Re: [PATCH 3/3] pciehp: Fix race condition handling surprise link-down

From: Bjorn Helgaas
Date: Wed Dec 07 2016 - 18:41:41 EST


On Sat, Nov 19, 2016 at 12:32:47AM -0800, Ashok Raj wrote:
> A surprise link down may retrain very quickly, causing the same slot to
> generate a link up event before handling the link down completes.
>
> Since the link is active, the power off work queued from the first link
> down will cause a second down event when the power is disabled. The second
> down event should be ignored because the slot is already powering off;
> however, the "link up" event sets the slot state to POWERON before the
> event to handle this is enqueued, making the second down event believe
> it needs to do something. This creates a constant link up and down
> event cycle.
>
> This patch fixes that by setting the slot state only when the work to
> handle the power event is executing, protected by the hot plug mutex.

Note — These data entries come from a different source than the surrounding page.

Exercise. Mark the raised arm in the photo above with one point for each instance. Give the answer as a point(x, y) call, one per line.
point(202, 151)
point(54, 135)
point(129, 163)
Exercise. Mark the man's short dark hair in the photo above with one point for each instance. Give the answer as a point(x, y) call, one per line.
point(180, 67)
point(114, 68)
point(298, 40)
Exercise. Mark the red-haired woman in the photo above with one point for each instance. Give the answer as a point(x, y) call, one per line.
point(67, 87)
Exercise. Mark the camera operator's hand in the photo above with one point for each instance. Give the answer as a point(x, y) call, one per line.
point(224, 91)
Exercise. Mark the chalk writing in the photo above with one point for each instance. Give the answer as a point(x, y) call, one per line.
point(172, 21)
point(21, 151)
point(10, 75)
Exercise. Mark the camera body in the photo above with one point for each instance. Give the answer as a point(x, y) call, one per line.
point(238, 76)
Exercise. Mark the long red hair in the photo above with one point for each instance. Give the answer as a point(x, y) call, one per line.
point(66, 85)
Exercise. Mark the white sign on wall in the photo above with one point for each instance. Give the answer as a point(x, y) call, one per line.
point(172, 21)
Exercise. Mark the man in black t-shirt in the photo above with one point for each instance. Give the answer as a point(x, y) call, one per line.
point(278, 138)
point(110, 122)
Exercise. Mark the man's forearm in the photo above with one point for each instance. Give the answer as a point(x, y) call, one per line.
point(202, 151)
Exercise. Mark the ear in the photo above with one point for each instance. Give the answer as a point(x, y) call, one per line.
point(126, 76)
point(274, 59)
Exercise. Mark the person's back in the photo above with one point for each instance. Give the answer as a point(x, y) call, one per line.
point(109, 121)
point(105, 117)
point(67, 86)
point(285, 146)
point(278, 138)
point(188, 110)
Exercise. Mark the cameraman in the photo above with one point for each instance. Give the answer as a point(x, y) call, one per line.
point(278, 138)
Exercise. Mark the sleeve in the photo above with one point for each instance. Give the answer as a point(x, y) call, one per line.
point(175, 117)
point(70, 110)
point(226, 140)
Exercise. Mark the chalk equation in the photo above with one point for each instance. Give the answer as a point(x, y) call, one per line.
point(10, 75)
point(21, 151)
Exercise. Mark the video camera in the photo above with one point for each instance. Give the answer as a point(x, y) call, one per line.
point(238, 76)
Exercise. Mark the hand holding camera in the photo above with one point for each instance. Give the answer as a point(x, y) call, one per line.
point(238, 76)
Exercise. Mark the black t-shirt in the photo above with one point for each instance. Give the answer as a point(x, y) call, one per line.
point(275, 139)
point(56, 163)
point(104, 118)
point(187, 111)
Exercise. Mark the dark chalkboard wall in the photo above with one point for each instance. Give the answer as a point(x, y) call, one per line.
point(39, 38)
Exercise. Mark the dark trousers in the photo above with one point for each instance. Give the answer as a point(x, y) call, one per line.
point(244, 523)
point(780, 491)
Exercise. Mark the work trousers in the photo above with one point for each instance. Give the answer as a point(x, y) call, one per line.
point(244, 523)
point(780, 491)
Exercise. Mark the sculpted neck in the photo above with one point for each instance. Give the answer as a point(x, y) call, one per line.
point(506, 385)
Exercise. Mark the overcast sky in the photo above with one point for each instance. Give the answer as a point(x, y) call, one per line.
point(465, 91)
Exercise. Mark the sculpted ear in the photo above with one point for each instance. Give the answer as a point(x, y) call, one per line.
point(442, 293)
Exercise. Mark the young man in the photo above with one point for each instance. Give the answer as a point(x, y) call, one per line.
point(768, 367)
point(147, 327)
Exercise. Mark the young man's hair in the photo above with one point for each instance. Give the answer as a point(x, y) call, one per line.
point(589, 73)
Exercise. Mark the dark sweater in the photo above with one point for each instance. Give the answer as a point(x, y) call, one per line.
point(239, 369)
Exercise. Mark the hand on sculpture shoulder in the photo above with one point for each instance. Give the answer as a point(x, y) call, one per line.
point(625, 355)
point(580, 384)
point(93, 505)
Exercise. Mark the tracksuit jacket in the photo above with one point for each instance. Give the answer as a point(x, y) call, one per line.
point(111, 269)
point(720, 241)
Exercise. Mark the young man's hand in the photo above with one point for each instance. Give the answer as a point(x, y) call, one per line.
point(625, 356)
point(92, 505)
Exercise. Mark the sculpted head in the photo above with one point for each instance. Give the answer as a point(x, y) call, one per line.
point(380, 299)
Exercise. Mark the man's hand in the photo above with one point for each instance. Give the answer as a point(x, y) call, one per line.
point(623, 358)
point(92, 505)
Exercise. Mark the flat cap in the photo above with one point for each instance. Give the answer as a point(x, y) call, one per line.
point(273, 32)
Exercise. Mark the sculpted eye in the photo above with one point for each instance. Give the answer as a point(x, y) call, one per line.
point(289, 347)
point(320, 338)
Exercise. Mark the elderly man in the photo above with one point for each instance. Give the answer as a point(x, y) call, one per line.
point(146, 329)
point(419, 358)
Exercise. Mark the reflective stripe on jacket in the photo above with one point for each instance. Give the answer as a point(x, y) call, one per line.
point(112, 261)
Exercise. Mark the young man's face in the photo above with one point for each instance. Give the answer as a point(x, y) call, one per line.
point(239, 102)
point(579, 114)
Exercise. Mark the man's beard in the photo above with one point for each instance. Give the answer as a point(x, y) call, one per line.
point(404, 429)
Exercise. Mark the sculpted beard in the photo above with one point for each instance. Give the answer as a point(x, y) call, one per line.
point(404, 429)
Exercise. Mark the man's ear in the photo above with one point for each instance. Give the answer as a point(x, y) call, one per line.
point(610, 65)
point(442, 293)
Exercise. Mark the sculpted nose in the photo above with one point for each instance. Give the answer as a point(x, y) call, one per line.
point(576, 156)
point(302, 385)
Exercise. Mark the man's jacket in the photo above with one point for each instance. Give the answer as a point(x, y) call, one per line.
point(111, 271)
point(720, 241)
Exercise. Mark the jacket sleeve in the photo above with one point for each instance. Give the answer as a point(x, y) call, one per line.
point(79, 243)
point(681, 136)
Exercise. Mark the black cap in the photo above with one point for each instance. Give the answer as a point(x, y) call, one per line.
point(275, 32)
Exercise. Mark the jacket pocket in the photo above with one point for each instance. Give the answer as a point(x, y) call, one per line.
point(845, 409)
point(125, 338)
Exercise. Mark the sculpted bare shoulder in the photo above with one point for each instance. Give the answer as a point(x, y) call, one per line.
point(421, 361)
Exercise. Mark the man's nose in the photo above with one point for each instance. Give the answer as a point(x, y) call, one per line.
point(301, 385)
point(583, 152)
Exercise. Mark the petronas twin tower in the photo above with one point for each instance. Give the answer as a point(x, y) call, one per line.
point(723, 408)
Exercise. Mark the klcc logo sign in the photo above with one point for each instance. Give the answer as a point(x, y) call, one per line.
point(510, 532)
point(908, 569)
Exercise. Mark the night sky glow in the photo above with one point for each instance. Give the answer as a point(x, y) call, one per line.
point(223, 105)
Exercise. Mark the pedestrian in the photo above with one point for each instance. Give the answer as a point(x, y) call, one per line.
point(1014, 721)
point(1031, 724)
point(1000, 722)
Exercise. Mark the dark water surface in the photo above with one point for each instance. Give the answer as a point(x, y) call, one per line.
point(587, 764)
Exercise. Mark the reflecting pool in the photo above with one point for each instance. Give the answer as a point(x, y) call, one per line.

Please mention the mutex specifically by name, e.g.,
"p_slot->hotplug_lock".

> Cc: linux-kernel@xxxxxxxxxxxxxxx
> Cc: stable@xxxxxxxxxxxxxxx
>
> Signed-off-by: Ashok Raj <ashok.raj@xxxxxxxxx>
> Reviewed-by: Keith Busch <keith.busch@xxxxxxxxx>
> ---
> drivers/pci/hotplug/pciehp_ctrl.c | 4 ++--
> 1 file changed, 2 insertions(+), 2 deletions(-)
>
> diff --git a/drivers/pci/hotplug/pciehp_ctrl.c b/drivers/pci/hotplug/pciehp_ctrl.c
> index ec0b4c1..7ae068c 100644
> --- a/drivers/pci/hotplug/pciehp_ctrl.c
> +++ b/drivers/pci/hotplug/pciehp_ctrl.c
> @@ -182,6 +182,7 @@ static void pciehp_power_thread(struct work_struct *work)
> switch (info->req) {
> case DISABLE_REQ:
> mutex_lock(&p_slot->hotplug_lock);
> + p_slot->state = POWEROFF_STATE;

It sounds right that p_slot->state should be protected.

It looks like handle_button_press_event() and
pciehp_sysfs_enable_slot() hold p_slot->lock while updating
p_slot->state.

You're setting "state = POWEROFF_STATE" while holding
p_slot->hotplug_lock (not p_slot->lock). Four lines down, we set
"state = STATIC_STATE", but this time we're holding p_slot->lock.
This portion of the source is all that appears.